Vier Kolben, große Bremsscheiben und massive Bauweise - das sind Merkmale, die die stärksten Mountainbike-Bremsen der Welt auszeichnen. Doch welche Bremse ist die beste Wahl für Trail, Tour und alpines Gelände? Dieser Artikel vergleicht die Magura MT7 Pro mit der Shimano XT M8120, um Ihnen bei der Entscheidung zu helfen.
Das Testfeld
Um herauszufinden, welche Mountainbike-Bremse aktuell die stärkste ist, wurden acht der zupackendsten Vierkolben-Bremsen auf dem Markt getestet. Neben der Magura MT7 Pro und der Shimano XT M8120 umfasste das Testfeld auch Modelle von Sram, TRP und anderen Herstellern. Ziel war es, die Bremsen unter realen Bedingungen auf dem Trail zu vergleichen und ihre Leistung in Bezug auf Bremskraft, Dosierbarkeit, Ergonomie und Standfestigkeit zu bewerten.
Testmethoden
Im Fokus des Tests stand die Performance auf dem Trail. Dazu wurden die Bremsen über einen Zeitraum von einem Jahr an verschiedenen Bikes eingesetzt und auf unterschiedlichen Strecken gefahren. Mindestens drei Bremsen waren immer gleichzeitig im Einsatz, um einen direkten Vergleich zu ermöglichen. Die Bewertung umfasste Bremskraft, Dosierbarkeit, Ergonomie und Standfestigkeit sowie das Gewicht und die Montage. Auch mit Bremsbelägen wurde experimentiert, um die optimale Konfiguration zu ermitteln.

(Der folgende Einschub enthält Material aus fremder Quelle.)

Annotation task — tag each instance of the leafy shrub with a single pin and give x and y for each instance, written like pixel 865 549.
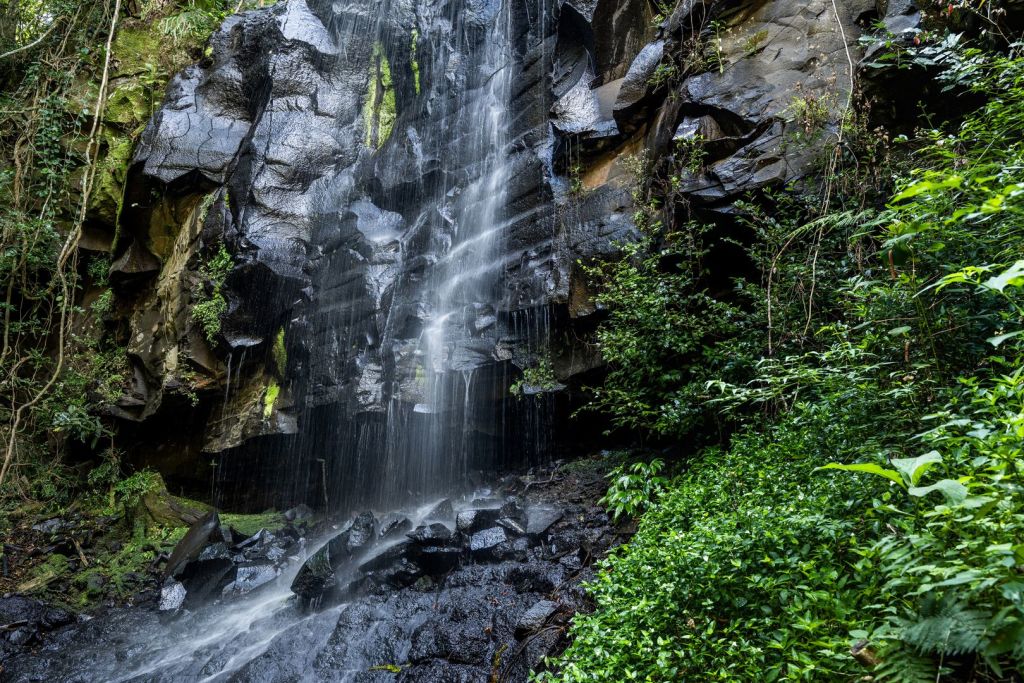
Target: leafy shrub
pixel 737 571
pixel 208 300
pixel 634 487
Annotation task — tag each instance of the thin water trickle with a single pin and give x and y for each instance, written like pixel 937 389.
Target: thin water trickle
pixel 414 424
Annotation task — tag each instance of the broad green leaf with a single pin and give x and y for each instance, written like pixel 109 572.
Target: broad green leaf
pixel 869 468
pixel 998 339
pixel 927 186
pixel 913 468
pixel 1012 276
pixel 953 492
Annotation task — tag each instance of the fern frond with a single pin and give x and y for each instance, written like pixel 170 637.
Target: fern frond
pixel 946 627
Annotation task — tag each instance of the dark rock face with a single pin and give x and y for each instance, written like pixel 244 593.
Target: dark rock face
pixel 470 620
pixel 339 225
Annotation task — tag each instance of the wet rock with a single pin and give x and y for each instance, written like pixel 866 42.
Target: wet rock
pixel 316 579
pixel 251 577
pixel 395 527
pixel 189 547
pixel 204 579
pixel 300 513
pixel 54 616
pixel 482 544
pixel 443 511
pixel 438 560
pixel 636 85
pixel 512 517
pixel 535 619
pixel 394 566
pixel 172 596
pixel 540 520
pixel 470 521
pixel 541 578
pixel 434 535
pixel 388 556
pixel 363 531
pixel 215 551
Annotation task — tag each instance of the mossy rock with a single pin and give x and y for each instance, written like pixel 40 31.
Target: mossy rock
pixel 108 191
pixel 250 524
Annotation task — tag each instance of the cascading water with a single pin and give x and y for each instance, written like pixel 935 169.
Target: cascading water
pixel 425 340
pixel 409 271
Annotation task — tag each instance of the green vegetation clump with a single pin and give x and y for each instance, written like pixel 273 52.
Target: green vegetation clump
pixel 251 523
pixel 208 300
pixel 852 507
pixel 280 352
pixel 379 111
pixel 270 398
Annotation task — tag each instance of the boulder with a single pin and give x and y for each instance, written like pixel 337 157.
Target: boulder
pixel 484 545
pixel 535 619
pixel 470 521
pixel 434 535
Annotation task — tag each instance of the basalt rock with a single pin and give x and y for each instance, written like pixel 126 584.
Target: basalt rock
pixel 336 225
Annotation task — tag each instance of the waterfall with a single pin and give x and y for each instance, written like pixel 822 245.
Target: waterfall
pixel 425 408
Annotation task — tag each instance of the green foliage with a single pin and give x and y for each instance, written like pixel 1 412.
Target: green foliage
pixel 208 300
pixel 379 111
pixel 250 524
pixel 634 487
pixel 270 398
pixel 536 379
pixel 737 571
pixel 414 62
pixel 666 337
pixel 280 352
pixel 872 493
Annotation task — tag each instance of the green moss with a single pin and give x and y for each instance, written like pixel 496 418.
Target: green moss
pixel 271 520
pixel 280 352
pixel 108 193
pixel 269 398
pixel 210 304
pixel 137 50
pixel 414 62
pixel 379 109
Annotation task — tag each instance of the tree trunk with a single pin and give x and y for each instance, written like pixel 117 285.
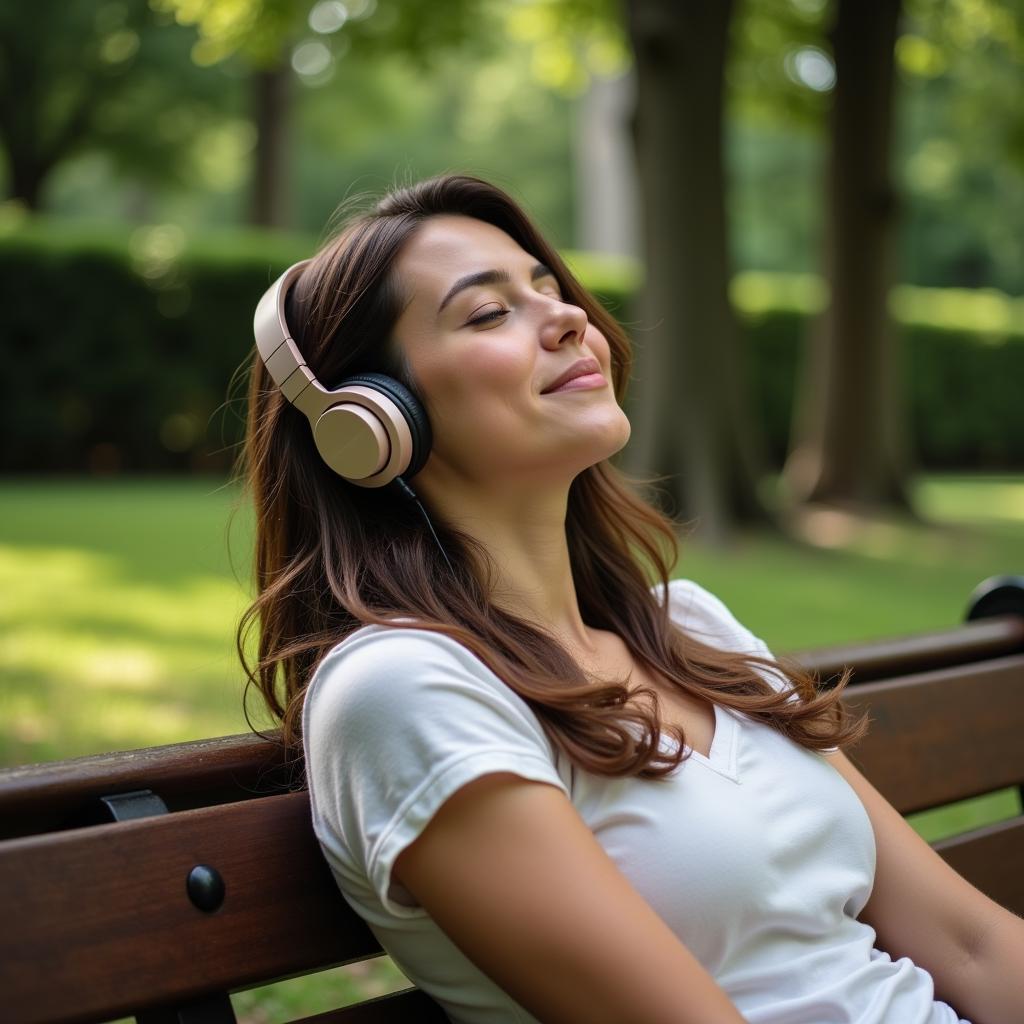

Testergebnisse im Überblick
Die Zeiten, in denen man sich Sorgen um die Bremsen machen musste, sind im Highend-Segment vorbei. Alle getesteten Bremsen können bedenkenlos auch schwersten Fahrern und für anspruchsvollste Trails empfohlen werden. Die Unterschiede liegen nicht in der Power, sondern in den Details und der Modulation. Die Bremse ist eines der wichtigsten Bauteile am Fahrrad und sollte immer funktionieren. Doch darüber hinaus gibt es noch viele andere Werte, die für den ein oder anderen wichtig sind. Wie viel Bremspower hat die Bremse, wie lässt sie sich dosieren, wie ist der Druckpunkt, passt sie optisch zu meinem Bike oder auch wie anfällig ist sie gegen Druckpunkt wandern.
Shigura: Die Kombination aus Magura und Shimano
Eine interessante Option ist die Kombination von Komponenten verschiedener Hersteller, bekannt als "Shigura". Hierbei wird beispielsweise ein Shimano XTR Hebel mit einem Magura MT5 Bremssattel kombiniert. Die Machbarkeit hängt vom verwendeten Öl ab: Magura setzt auf Royal Blood, während Shimano Mineralöl verwendet. Diese Öle sind fast identisch, unterscheiden sich jedoch im Siedepunkt. Die Kombination ermöglicht es, die Vorteile beider Hersteller zu nutzen: Shimano bietet edle Bremshebel mit guter Dosierbarkeit, während Magura mit Vierkolben-Sätteln hohe Bremskraft liefert. Ob Sie XT und MT5 oder XTR mit MT7 kombinieren, ist meinerseits aus eine reine Preis und Optik Frage und keine Leistungsfrage.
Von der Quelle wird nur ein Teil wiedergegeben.